Лизавета Ивановна подошла к дочери.
— Друг мой, Катенька, — сказала она ей, — мне что-то нездоровится…
Поедем!..
— Вот еще, маменька! — отвечала Катя. — Я не могу ехать прежде окончания мазурки. Вы вечно лишаете меня всех удовольствий…
Лизавета Ивановна не произнесла ни слова. Она вышла из залы, не показав ни малейшего неудовольствия дочери, прошла несколько комнат, не зная, зачем, и очутилась в комнате, в которой никого не было. Слезы закапали у нее из глаз.
"Не-уже-ли ей не жалко меня? — подумала она. — Неужели она меня не любит? Нет, этого быть не может, — ей не любить меня, — меня!.. ни я, ни отец, кажется, ни в чем ей не отказываем, исполняем ее малейшие желания, для нее живем сверх состояния, — а она еще говорит, что я лишаю ее всех удовольствий!.." Но никто — ни хозяйка дома, ни гости, ни барышня не видели слез Лизаветы Ивановны. Лизавета Ивановна едва дождалась окончания мазурки, так ей было тяжело, а в передней, несмотря на то, что едва стояла на ногах, сама укутывала дочь, говоря:
— Дай, я тебя закрою хорошенько, чтоб как-нибудь ветер на тебя не пахнул…

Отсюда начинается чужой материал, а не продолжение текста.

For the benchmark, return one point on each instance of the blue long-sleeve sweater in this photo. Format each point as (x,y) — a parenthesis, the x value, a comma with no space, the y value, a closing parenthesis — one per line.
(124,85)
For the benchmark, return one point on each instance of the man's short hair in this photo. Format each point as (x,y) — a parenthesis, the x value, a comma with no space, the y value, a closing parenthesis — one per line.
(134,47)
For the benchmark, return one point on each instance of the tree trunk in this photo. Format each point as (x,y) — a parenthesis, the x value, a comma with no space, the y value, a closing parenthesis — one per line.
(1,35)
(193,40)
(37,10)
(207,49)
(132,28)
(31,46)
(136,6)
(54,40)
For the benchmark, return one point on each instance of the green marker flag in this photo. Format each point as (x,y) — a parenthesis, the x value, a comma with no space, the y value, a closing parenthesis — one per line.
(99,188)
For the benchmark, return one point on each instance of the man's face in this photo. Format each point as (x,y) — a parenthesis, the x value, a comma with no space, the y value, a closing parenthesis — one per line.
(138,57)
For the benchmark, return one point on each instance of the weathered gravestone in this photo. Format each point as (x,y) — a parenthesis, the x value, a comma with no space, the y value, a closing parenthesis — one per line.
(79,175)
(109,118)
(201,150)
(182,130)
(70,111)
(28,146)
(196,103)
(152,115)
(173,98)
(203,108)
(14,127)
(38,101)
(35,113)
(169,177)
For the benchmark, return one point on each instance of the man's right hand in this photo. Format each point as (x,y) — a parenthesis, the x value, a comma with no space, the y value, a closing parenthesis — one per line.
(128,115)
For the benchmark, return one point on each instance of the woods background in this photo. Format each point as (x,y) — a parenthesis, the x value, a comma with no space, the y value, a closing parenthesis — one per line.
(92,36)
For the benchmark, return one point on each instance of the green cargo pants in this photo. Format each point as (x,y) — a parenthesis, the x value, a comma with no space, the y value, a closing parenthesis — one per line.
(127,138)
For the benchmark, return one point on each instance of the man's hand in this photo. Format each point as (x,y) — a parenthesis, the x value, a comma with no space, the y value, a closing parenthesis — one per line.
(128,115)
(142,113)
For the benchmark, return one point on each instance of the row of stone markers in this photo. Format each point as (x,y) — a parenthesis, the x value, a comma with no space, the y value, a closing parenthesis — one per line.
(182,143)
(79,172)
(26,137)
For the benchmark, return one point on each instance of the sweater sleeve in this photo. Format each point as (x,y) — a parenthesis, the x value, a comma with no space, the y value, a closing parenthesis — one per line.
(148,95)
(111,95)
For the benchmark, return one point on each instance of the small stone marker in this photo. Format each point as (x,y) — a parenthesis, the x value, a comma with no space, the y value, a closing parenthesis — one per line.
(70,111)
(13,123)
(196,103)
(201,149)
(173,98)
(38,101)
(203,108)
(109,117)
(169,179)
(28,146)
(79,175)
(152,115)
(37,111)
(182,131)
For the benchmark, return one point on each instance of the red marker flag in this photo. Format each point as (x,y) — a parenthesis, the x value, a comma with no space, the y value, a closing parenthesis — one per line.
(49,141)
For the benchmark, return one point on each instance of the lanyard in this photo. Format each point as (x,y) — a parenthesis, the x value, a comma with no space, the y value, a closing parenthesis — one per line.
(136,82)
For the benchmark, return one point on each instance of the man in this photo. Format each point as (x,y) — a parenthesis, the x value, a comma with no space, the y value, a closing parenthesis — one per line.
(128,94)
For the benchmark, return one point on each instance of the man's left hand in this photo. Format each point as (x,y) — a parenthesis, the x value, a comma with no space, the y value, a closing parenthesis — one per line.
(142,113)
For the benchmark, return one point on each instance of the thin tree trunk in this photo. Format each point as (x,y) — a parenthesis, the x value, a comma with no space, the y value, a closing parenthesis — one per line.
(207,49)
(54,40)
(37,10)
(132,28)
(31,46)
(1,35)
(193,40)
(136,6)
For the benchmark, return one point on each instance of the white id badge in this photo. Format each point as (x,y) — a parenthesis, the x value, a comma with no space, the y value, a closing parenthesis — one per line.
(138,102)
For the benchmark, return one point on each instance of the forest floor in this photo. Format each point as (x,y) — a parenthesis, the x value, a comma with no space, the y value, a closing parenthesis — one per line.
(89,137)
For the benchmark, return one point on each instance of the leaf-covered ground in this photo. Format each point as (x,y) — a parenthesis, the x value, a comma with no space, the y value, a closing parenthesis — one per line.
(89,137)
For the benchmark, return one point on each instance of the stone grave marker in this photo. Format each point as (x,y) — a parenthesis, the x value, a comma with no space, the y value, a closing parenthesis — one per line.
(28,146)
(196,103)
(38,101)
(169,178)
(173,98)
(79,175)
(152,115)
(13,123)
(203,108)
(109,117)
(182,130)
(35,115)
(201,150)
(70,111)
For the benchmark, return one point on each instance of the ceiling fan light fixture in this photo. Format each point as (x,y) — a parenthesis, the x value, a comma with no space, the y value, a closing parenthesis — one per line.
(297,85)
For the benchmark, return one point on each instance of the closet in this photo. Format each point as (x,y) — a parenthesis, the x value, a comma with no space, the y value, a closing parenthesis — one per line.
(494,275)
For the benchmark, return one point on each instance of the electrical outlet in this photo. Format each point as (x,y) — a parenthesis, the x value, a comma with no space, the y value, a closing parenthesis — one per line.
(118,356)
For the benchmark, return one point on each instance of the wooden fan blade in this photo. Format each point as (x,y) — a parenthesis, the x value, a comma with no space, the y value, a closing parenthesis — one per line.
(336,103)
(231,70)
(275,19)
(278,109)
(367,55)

Видишь, какая ты горячая. Долго ли тут простудиться?
И странное дело! все ласки, вся заботливость матери были только в тягость моей барышне. Она часто с своими приятельницами подсмеивалась над матерью, в обществе стыдилась ее и думала:
"Это ни на что не похоже, какие манеры у маменьки! Я вечно должна за нее краснеть".
Да не подумают, что у барышни было жестокое сердце и что она в самом деле не любила своей маменьки. Сердце у нее было нежное, как вообще у всех барышень, потому что во время представления чувствительной французской пьесы она подносила платок к глазам и приходила в расстройство от малейшей безделицы. Что же касалось до любви ее к маменьке, в этом смешно было бы и сомневаться.

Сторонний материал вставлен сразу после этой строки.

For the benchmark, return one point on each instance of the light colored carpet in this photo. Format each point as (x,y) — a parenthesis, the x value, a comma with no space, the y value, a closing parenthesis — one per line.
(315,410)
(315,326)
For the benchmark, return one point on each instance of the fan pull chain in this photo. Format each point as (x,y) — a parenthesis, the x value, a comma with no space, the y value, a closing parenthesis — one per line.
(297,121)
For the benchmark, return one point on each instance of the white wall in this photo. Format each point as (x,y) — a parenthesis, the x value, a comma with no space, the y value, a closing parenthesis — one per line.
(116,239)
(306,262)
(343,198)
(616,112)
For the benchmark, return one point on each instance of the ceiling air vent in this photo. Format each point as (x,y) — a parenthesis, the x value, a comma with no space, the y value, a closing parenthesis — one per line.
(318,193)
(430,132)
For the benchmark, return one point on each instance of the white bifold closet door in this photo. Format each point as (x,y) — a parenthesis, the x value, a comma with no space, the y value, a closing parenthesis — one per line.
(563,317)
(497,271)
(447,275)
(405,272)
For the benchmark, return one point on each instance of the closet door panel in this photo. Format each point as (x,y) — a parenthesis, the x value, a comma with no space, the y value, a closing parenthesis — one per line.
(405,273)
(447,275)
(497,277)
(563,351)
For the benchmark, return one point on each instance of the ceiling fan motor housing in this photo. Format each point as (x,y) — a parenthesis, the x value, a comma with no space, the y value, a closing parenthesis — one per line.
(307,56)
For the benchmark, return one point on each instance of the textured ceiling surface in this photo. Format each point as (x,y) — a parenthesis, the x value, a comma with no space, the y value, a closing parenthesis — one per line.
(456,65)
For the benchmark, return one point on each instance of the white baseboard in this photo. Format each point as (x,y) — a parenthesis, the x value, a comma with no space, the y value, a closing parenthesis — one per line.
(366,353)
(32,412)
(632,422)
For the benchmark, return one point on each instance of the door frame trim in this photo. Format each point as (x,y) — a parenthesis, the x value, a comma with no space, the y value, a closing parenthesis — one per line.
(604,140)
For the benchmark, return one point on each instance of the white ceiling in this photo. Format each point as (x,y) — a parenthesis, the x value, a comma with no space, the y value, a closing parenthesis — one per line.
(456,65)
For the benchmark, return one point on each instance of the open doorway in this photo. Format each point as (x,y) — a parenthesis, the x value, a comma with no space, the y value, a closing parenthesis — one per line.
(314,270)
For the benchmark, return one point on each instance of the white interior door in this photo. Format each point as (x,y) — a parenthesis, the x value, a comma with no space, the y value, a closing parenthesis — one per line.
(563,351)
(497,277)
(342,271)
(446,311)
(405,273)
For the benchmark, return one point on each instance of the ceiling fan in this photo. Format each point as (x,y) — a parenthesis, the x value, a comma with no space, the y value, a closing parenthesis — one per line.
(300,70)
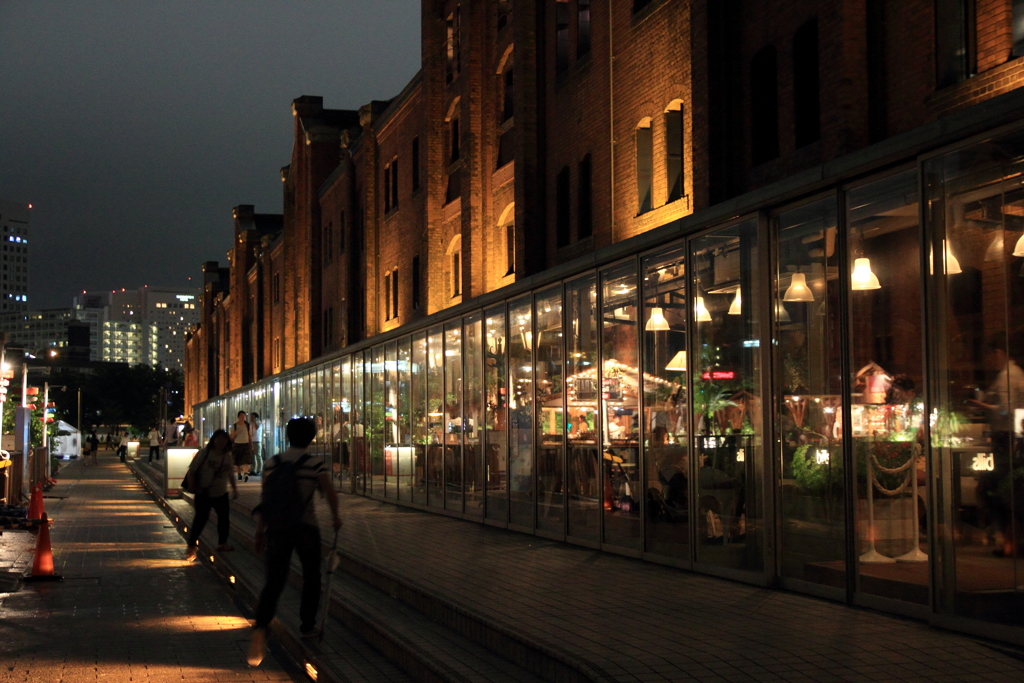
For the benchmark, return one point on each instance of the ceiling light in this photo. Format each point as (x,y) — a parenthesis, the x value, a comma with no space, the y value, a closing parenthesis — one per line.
(656,322)
(799,291)
(862,278)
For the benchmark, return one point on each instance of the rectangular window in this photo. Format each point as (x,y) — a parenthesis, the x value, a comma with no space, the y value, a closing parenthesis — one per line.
(394,183)
(416,283)
(805,84)
(510,247)
(585,215)
(645,169)
(583,28)
(764,105)
(416,164)
(394,293)
(562,207)
(674,153)
(561,36)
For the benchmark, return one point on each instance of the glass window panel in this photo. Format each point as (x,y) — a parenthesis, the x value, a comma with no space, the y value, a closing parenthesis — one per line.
(406,454)
(666,418)
(550,418)
(521,413)
(454,426)
(421,421)
(808,406)
(473,414)
(345,474)
(582,390)
(621,406)
(887,375)
(976,216)
(358,440)
(496,404)
(727,397)
(435,418)
(392,436)
(376,426)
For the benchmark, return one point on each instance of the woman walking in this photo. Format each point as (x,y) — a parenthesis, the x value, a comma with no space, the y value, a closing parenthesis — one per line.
(243,445)
(212,469)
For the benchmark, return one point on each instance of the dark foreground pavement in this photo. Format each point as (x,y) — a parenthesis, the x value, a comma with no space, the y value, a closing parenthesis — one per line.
(568,613)
(129,607)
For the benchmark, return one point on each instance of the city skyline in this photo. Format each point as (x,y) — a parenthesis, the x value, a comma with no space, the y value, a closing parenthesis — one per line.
(134,129)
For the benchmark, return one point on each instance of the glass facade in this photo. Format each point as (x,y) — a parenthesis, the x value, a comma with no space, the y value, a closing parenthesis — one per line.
(825,394)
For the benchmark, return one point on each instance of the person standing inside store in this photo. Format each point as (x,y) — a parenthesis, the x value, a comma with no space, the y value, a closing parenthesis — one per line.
(211,470)
(154,443)
(1004,396)
(281,529)
(256,430)
(243,447)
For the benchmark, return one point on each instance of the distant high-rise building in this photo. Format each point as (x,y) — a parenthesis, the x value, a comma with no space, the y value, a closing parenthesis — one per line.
(14,252)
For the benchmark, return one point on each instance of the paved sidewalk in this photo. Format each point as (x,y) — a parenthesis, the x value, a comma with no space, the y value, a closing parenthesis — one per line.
(634,621)
(129,608)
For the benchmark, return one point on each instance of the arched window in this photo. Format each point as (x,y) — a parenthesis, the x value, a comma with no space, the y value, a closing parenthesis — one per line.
(645,166)
(454,266)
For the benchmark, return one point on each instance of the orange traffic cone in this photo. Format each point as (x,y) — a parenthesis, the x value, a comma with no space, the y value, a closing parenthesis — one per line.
(36,503)
(42,566)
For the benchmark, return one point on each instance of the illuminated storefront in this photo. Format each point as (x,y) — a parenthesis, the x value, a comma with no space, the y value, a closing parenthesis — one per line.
(823,394)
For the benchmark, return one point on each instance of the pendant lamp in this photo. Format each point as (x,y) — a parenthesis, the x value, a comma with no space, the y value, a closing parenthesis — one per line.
(701,311)
(862,278)
(799,291)
(678,363)
(656,322)
(736,307)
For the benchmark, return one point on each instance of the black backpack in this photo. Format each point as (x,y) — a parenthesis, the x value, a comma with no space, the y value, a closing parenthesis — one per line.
(282,503)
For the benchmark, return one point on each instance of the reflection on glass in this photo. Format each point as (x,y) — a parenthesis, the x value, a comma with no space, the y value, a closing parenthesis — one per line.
(521,413)
(727,398)
(454,425)
(976,198)
(808,404)
(584,474)
(473,414)
(421,429)
(496,404)
(375,413)
(887,376)
(357,444)
(621,407)
(435,418)
(666,419)
(550,428)
(391,423)
(402,456)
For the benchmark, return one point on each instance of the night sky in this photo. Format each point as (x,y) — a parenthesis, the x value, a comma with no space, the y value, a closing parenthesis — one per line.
(133,127)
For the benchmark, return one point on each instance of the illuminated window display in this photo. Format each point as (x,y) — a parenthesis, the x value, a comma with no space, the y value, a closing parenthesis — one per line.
(826,394)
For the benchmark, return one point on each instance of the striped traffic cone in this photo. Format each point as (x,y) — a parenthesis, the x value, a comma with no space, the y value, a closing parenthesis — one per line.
(42,566)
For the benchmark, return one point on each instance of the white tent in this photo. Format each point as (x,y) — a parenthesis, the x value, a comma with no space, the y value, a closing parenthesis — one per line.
(68,442)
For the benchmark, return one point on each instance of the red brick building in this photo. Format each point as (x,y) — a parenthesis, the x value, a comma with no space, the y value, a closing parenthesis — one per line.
(702,173)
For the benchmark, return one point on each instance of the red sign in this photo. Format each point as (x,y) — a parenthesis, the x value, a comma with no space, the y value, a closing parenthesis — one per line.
(720,375)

С папенькой моя барышня обращалась поласковее, нежели с маменькой, в особенности если ей нужно было выпросить у папеньки денег сверх тех, которые он выдавал ей ежемесячно на булавки. Впрочем, она исподтишка над папенькой посмеивалась так же, как и над маменькой. Их предрассудки казались ей грубы и странны, хотя барышня сама любила иногда пококетничать предрассудками… Она морщилась, например, когда кто-нибудь подносил ей за столом солонку или предлагал булавку.
Иногда барышня ездила в церковь вместе с маменькой и с папенькой, но она не молилась так искренно, так усердно, как молились ее родители. Она кушала постное только на первой и на последней неделе великого поста и то в это время чувствовала себя нездоровою и говорила, что ее желудок не может переносить грубого постного кушанья.

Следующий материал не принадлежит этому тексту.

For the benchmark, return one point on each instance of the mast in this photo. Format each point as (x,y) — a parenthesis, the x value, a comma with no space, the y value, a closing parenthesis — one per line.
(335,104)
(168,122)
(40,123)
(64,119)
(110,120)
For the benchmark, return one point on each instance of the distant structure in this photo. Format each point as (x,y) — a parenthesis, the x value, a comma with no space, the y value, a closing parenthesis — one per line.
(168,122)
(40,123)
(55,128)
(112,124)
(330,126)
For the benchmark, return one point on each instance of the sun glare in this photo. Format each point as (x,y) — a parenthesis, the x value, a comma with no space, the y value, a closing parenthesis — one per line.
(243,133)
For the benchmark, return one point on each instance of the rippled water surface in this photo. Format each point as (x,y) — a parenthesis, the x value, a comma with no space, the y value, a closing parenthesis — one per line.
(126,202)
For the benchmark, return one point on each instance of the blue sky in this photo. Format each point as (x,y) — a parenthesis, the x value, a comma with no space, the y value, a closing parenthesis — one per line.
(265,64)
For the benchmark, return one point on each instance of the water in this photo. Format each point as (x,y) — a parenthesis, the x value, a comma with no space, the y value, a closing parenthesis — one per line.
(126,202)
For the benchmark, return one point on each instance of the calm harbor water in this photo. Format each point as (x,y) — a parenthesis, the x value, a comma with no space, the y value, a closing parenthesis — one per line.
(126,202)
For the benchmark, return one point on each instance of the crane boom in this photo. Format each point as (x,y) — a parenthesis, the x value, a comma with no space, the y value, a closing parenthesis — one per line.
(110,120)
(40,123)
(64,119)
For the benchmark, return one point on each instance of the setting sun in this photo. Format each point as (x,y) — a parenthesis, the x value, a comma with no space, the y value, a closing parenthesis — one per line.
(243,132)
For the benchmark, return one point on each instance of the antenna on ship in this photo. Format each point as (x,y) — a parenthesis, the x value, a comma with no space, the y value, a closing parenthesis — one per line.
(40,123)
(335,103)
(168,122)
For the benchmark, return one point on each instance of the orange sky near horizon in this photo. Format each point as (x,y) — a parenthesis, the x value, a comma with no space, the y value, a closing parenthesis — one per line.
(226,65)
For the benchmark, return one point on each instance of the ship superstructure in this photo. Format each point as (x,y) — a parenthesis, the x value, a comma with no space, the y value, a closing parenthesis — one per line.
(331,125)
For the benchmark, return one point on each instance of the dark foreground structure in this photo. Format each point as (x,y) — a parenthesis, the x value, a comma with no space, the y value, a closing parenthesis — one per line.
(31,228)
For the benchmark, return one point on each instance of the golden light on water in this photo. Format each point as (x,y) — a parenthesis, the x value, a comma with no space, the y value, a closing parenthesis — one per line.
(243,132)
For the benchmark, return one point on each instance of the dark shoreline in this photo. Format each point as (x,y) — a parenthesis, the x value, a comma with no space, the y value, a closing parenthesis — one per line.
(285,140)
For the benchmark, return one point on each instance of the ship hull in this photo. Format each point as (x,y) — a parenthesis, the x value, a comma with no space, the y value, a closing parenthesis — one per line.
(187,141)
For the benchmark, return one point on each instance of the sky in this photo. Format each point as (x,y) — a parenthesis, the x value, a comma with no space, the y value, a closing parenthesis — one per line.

Она любила гадать на Рождество — гаданье она не считала предрассудком. Вместе с своей горничной она выливала олово или жгла бумагу на подносе, а потом смотрела, какие из олова или из жженой бумаги выходили на тени фигуры. Выходили всегда офицеры с султанами, в санях или в колясках, а вдали церковь. И горничная всегда замечала барышне:
— Вот, барышня, вы уж непременно выйдете нынешний год замуж; за военного.
Однако пророчество горничной не сбывалось. Пять зим сряду барышня выезжала в свет, и ни один из ухаживавших за нею офицеров не думал за нее свататься.
Кирасир более всех за нею приволакивался, и говорили, будто барышня писала к нему раздушенные записочки на французском языке (с орфографическими ошибками) и получала от него таковые же; будто… ну, да можно ли верить сплетням? Известно было наверное только, что после кирасира ей очень нравился конно-егерь, затем гусар, а после гусара улан.
Лето она любила даже более, нежели зиму, потому что летом на даче так приятны прогулки в саду, при луне… Ей хотелось также очень ездить верхом, но касательно верховой езды ее воля не могла восторжествовать над волей родителей.